The most common version of this command is:

'puppet lookup <KEY> --node <NAME> --environment <ENV> --explain'

USAGE
-----
puppet lookup [--help] [--type <TYPESTRING>] [--merge first|unique|hash|deep]
  [--knock-out-prefix <PREFIX-STRING>] [--sort-merged-arrays]
  [--merge-hash-arrays] [--explain] [--environment <ENV>]
  [--default <VALUE>] [--node <NODE-NAME>] [--facts <FILE>]
  [--compile]
  [--render-as s|json|yaml|binary|msgpack] <keys>

You will use puppet lookup hands-on in the exercises.

puppet module

puppet module installs and upgrades modules, generates new modules, and more.

# puppet help module

USAGE: puppet module <action> [--environment production ] [--modulepath  ]

This subcommand can find, install, and manage modules from the Puppet Forge,
a repository of user-contributed Puppet code.

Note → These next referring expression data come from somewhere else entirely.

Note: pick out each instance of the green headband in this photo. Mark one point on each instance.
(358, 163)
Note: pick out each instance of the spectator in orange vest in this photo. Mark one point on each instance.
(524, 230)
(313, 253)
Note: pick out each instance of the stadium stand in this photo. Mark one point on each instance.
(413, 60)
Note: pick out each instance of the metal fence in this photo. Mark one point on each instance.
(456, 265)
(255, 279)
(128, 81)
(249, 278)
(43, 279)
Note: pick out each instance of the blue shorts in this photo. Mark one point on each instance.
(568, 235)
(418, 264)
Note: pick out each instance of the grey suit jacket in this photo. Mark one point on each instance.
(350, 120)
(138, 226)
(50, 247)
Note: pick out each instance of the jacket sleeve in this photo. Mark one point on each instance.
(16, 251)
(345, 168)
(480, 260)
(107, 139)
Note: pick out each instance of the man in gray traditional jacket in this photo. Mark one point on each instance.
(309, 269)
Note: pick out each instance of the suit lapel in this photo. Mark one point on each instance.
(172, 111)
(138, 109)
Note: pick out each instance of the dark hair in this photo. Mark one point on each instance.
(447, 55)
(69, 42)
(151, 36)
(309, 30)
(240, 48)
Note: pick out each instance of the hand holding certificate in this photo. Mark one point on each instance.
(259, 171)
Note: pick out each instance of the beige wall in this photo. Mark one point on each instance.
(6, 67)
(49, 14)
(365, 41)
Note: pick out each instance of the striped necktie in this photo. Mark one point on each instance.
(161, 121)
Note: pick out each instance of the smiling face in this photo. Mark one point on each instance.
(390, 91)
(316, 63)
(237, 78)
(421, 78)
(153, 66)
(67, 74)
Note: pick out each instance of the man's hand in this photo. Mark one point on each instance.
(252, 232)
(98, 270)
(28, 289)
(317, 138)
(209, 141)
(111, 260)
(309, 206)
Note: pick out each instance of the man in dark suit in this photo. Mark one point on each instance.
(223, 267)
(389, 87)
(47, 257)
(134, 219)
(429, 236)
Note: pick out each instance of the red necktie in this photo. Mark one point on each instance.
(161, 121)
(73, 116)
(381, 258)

It can also generate empty
modules, and prepare locally developed modules for release on the Forge.

ACTIONS:
  build        Build a module release package.
  changes      Show modified files of an installed module.
  generate     Generate boilerplate for a new module.
  install      Install a module from the Puppet Forge or a release archive.
  list         List installed modules
  search       Search the Puppet Forge for a module.
  uninstall    Uninstall a puppet module.
  upgrade      Upgrade a puppet module.

Many functions of puppet module have been superseded by other tools, but it is still very useful for installing a module from the Forge locally — for testing or for use with puppet apply.

Try it yourself

Install the puppet-r10k module into the current directory:

$ puppet module install puppet-r10k --modulepath .

puppet parser

puppet parser validate <manifest> can be used as a simple correctness check.

# puppet help parser

USAGE: puppet parser <action>

Interact directly with the parser.

OPTIONS:
  --render-as FORMAT             - The rendering format to use.
  --verbose                      - Whether to log verbosely.
  --debug                        - Whether to log debug information.

ACTIONS:
  dump        Outputs a dump of the internal parse tree for debugging
  validate    Validate the syntax of one or more Puppet manifests.

See 'puppet man parser' or 'man puppet-parser' for full help.